だが基本空気を読めない馬鹿であるので、今回も楊に頭を叩かれていた。
叩かれて不貞腐れた玄人は、外見は美少女であり絶世の美女でしかない。
大怪我の回復途中に遺伝子の暴走で彼は女性化してしまったが、彼の顔は女性化する前から全く変化していない女顔なのだ。
変化したのは上体の肉の付き方が女性のようになっただけである。
変わらないその顔は、人形のような綺麗な玉子型の輪郭に小作りな形の良い鼻と口が納まり、華々しい両目がその顔を飾っている。
その大きな黒目勝ちの瞳は東北特有の無駄に長く濃い睫毛に飾られている上に、彼の唇は下唇がぷっくりとして果実のようなみずみずしい輝きを放っているのだ。

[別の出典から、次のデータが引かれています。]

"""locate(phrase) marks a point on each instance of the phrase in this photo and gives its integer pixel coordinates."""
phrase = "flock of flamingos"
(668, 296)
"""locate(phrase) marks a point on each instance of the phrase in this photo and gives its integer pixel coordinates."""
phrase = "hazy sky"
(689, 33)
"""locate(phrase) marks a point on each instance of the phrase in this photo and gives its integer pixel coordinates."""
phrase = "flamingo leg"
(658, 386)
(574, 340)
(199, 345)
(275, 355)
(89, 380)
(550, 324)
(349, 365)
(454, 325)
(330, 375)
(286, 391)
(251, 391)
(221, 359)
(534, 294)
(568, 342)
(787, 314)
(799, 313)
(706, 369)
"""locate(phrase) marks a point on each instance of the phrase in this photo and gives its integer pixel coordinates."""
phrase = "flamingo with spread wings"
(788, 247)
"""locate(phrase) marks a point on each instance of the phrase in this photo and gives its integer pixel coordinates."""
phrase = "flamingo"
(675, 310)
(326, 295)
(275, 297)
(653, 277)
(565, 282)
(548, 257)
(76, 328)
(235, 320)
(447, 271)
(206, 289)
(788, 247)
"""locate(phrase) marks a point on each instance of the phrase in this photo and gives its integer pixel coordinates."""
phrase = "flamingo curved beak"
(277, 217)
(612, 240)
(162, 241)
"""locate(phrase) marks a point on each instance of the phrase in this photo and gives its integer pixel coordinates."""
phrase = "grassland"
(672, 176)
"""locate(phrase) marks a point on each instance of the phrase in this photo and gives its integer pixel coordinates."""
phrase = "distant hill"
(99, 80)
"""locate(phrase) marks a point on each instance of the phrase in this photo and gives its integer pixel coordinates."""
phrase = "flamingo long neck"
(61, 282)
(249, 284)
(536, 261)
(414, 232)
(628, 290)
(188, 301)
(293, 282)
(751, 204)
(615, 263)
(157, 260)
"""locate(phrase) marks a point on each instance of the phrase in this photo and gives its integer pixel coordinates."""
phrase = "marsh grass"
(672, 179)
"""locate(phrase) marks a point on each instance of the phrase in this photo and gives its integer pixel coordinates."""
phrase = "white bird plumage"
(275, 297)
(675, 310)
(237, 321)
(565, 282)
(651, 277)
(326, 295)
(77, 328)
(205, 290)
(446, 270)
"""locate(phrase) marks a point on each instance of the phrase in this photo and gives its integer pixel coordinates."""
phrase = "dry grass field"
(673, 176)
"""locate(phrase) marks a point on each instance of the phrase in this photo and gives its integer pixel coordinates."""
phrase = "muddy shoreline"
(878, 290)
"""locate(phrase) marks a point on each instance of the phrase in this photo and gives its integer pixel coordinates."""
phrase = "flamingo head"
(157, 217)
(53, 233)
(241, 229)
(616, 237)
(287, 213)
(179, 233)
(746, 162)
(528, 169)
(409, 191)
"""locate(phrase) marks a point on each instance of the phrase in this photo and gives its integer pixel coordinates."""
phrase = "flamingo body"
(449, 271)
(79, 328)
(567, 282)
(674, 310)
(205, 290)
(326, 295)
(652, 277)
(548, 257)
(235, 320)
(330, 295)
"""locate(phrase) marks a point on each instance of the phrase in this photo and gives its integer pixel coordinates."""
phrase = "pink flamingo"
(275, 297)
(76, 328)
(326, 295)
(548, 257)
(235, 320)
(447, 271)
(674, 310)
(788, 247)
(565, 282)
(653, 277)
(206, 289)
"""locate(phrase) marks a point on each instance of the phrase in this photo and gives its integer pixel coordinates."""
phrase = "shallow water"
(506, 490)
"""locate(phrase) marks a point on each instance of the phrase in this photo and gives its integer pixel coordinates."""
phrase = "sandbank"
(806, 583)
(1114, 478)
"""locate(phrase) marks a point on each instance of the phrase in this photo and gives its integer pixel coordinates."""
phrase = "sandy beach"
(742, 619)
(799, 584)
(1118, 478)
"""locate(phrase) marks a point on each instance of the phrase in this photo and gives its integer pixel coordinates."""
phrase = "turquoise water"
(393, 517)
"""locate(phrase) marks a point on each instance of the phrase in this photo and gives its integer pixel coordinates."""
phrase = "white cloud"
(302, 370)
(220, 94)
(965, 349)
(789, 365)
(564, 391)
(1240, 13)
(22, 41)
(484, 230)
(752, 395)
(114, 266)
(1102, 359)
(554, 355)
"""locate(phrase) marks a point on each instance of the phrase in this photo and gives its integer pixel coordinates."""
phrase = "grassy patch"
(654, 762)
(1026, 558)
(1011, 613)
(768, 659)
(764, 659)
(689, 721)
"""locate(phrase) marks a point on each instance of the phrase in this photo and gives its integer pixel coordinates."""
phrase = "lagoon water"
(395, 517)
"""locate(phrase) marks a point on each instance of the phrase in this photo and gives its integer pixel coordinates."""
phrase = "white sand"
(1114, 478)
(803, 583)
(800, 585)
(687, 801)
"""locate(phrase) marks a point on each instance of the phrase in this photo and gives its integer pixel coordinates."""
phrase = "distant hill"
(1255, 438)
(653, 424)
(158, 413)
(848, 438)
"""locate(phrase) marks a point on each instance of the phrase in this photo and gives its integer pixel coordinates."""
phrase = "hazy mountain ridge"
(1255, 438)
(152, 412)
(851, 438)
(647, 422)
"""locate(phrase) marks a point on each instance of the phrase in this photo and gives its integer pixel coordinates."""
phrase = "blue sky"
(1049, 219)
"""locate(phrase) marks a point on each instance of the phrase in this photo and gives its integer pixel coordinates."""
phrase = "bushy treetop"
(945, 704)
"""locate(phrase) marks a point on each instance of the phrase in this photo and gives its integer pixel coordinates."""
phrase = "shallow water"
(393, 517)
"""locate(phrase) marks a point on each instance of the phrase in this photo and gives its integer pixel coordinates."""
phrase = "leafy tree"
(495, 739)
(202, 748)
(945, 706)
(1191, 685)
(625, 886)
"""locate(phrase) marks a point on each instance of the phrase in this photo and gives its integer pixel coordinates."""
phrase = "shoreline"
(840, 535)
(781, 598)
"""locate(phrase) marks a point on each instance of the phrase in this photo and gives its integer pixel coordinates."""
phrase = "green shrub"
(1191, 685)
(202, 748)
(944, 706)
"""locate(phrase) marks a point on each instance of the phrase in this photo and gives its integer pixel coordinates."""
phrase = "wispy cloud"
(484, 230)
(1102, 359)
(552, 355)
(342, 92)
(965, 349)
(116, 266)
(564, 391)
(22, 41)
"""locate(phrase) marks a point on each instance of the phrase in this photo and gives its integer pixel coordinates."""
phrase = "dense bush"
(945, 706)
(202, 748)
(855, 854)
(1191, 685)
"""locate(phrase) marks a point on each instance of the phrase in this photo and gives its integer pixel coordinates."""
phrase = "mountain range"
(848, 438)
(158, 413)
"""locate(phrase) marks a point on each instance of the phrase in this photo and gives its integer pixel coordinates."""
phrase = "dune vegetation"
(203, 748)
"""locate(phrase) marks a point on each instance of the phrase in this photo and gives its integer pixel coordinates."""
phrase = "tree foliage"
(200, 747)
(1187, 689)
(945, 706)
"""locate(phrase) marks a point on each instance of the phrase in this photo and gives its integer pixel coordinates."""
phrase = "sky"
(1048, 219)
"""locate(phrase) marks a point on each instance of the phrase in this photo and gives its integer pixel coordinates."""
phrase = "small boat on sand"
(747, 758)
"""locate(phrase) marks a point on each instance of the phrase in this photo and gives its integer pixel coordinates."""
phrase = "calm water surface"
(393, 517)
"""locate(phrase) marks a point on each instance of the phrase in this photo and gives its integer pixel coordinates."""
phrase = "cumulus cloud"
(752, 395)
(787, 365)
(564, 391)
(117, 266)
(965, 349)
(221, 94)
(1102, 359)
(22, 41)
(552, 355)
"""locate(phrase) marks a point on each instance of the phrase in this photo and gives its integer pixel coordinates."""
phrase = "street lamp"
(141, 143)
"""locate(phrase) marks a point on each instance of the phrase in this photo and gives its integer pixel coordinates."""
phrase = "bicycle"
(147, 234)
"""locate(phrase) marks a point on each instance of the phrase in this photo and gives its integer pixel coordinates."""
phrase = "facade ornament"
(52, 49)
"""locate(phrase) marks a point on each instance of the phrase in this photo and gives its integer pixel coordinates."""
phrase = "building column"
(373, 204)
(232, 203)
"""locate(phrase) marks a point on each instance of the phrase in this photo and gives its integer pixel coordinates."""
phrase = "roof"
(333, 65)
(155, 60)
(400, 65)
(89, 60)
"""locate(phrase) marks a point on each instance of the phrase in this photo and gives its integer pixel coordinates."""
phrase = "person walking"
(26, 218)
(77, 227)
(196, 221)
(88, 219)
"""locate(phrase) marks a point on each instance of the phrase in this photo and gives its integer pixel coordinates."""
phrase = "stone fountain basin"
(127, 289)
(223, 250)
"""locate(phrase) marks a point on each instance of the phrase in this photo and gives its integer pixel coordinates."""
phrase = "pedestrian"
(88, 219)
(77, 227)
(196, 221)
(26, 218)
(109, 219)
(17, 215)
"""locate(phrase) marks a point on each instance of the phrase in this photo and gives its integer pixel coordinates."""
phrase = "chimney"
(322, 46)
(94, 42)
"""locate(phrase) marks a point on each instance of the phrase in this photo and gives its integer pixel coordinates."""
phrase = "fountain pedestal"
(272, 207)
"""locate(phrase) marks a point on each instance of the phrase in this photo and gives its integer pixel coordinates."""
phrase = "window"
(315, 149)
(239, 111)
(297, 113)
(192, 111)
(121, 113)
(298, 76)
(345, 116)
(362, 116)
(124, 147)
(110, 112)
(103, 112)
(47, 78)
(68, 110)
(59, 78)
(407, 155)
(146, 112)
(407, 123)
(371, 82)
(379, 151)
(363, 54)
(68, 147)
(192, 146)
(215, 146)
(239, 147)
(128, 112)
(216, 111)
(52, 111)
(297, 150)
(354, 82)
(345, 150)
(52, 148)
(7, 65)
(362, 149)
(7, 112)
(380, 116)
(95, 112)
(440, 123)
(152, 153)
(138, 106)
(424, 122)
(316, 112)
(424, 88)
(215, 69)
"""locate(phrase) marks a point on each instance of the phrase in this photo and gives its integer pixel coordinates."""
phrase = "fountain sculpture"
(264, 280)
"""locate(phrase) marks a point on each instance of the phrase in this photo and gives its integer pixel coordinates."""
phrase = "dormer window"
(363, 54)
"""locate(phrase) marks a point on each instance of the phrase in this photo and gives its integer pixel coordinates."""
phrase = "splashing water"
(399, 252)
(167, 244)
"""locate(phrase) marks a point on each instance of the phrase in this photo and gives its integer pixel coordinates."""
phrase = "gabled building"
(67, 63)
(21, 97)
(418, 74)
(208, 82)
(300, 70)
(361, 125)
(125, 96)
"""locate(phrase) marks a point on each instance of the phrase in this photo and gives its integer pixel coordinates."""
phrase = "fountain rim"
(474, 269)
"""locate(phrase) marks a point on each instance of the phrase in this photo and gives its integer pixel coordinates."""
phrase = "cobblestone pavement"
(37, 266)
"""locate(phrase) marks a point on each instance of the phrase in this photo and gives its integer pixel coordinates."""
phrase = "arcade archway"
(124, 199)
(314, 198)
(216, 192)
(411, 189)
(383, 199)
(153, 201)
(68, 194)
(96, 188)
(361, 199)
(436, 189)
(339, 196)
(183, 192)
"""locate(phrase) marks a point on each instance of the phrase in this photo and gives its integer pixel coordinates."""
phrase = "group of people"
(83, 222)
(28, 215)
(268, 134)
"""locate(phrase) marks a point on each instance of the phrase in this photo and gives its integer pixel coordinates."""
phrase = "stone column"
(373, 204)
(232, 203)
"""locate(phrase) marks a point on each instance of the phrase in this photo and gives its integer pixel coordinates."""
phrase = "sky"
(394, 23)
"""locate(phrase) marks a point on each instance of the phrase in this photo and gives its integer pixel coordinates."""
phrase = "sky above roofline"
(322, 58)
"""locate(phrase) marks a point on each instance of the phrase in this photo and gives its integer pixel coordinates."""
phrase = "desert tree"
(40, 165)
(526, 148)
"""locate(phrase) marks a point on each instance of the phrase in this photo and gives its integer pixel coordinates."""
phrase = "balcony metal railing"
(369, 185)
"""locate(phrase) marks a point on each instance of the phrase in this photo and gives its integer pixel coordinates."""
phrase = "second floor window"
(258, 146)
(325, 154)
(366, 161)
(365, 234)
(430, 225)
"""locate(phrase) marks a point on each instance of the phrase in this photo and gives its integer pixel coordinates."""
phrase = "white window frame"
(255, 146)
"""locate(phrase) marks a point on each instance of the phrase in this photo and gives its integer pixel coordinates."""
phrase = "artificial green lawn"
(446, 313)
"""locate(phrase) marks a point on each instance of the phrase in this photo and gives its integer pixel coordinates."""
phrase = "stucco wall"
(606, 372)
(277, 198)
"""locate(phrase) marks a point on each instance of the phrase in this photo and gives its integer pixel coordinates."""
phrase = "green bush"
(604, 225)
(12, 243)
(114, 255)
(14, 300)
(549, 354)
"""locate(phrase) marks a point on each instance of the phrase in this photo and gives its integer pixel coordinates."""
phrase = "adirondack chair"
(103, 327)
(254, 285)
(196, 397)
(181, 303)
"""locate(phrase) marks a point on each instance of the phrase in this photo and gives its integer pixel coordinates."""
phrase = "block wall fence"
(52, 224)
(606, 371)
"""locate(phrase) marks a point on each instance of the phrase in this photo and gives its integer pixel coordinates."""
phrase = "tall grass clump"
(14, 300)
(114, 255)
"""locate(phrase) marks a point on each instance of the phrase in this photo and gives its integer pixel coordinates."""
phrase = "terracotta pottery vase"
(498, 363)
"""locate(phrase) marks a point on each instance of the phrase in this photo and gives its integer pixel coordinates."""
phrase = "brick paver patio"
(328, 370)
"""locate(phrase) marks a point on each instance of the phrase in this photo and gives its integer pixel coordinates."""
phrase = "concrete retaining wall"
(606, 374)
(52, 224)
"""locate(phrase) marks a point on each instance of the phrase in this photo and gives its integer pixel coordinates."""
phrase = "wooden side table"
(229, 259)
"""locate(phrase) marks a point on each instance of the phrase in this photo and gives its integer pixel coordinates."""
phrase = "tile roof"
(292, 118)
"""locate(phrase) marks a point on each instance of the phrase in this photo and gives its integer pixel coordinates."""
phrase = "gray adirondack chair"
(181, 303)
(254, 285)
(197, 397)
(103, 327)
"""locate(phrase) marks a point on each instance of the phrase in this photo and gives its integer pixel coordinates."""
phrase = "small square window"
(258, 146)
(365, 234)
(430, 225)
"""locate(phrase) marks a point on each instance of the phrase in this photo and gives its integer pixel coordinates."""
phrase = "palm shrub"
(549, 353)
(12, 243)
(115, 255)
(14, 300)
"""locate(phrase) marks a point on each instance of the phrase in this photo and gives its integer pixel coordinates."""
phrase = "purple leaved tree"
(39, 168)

こんな顔の為に男性体の時は気味悪がられ、同性の友人が一人もいない境遇であった。
否。
その顔の為に男共から友達ではなく、性愛対象として求愛されていた不幸な奴だったのだ。
世界は狂っていやがる。
「それで、お前は飯はいるのか?」
「……わかんない。」
楊は答えて肩を落すと、トボトボと玄関を出て行った。
「よれよれだな。」
楊は面長の顔に彫の深い二重の目を持った、俳優顔負けの美男子である。
印象的な彫の深い二重が人懐こく微笑めばどんな人も魅了できるだろうが、彼は自分の使い方を知らないらしく、今のところ魅了してしまったのがストーカーばかりという可哀相な男なのだ。
高校時代に男子ばかりに囲まれて女子と遊んだ記憶がない彼は、同じように素晴らしい外見ながら不幸だけの玄人に親近感が湧くのか、ちびと呼んで弟のように可愛がっている。
「あいつのあの様子じゃ、今夜は結婚の日取りを決めるまでは解放してもらえなさそうだな。」
隣に立っていたはずの玄人に話を振ったらいなかった。
彼はいつの間にやら家に上がってしまっていたようだ。
こんな事も珍しく、今まで無かった事だ。
「お前は飯はどうした?いるのか?」
玄関から声をかけたが、家は静まり返るばかりで、居間から何の返事も返って来ない。
とりあえず居間に向かうと、玄人は居間のモルモットケージの前でペタンと座り込んで、珍しくモルモットを籠から出さずに眺めているだけだった。
このモルモットは毛が無いスキニーギニアピッグという種で、毛は無いが頭にモヒカンのようにアプリコット色の毛が生えているという不細工な生き物だ。
俺の仕事関係の奴に押し付けられた動物だが、里子に出す前に玄人が惚れ込んで我が家で飼う嵌めになったという、俺の黒星の証でもある。
「お前もどうかしたのか?」
隣に座ると、ゆっくりと玄人は俺へ顔を上げた。
ぎょっとした俺はすぐさま玄人を抱きしめる。
涙目だと?このやろう。
抱きしめた玄人の頭には相変わらず俺の作ったとんぼ玉のヘアピンがいくつも飾られていて、頭が揺れるたびにキラキラと輝いていた。
不思議な事に俺が買ってやった鑑定書付のダイヤのネックレスよりも、ただ同然の俺の作ったこの安っぽい飾りを喜んでいるのである。
ネックレスは買ってやった当初など、棚に片付けっぱなしで身に着けもしなかった程だ。
但し、俺が彼の恋人でもある山口を可愛がるようになってから、焼餅かダイヤも確実に付けて外さなくなった。
玄人の右耳には、翼の意匠をした銀製のイヤーカーフが鈍く輝く。
絶対に玄人が外さない山口からの贈り物であるが、最近存在感が小さくなって可哀想なほどだ。